There are many members in the family of MMPs, among which MMP-2 and MMP-9 are closely associated with tumor invasion and development. Their main mechanism of action include: i) MMP-2 and MMP-9 degrade the extracellular matrix and basement membrane and destroy cell structure. In addition, MMP-2 has the potential capability to activate extracellular matrix structural proteins and plays an important role in the chemotaxis of inflammatory cells as well as the spontaneous stimulation of tumor cells for migration and invasion; ii) MMPs promote tumor angiogenesis. As blood vessel formation is a prerequisite for the tumor cell growth, metastasis and invasion, MMP-2 promotes angiogenesis after interacting with their corresponding substrates. At the initial stage of tumor angiogenesis in tumor nodules, MMP-2 secretion is essential for tumor cells (66–70). In this study, after transfecting miR-221 inhibitor into bladder cancer T24, 5637 and J82 cells for 48 h, we found that both the mRNA and protein levels of MMP-2 and MMP-9 decreased. Although we only detected total MMP-2 and MMP-9 protein, rather than their phosphorylated isoforms which are the activated forms, our Transwell results indicate that cancer cell invasiveness was significantly decreased after reducing miR-221. Furthermore, MMP-2 and MMP-9 are closely related to tumor cell invasion (71–73). Therefore, the overexpression of MMP-2 and MMP-9 in bladder cancer is likely an important factor for the invasion and metastasis of bladder cancer cells.

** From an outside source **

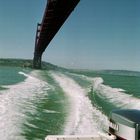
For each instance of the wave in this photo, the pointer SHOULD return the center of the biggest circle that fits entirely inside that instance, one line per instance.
(81, 112)
(15, 101)
(116, 96)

In conclusion, this study showed that the overexpression of miR-221 in bladder cancer cells inhibits the expression of the pro-apoptotic gene PUMA, thereby inhibiting the trans-duction of apoptotic signals. Meanwhile, the downregulation of miR-221 in bladder cancer cells reduced the expression of VEGF-C, MMP-2 and MMP-9, resulting in reduced invasion of bladder cancer cells. Therefore, miR-221-induced PUMA silencing is a key factor for the immune evasion of bladder cancer.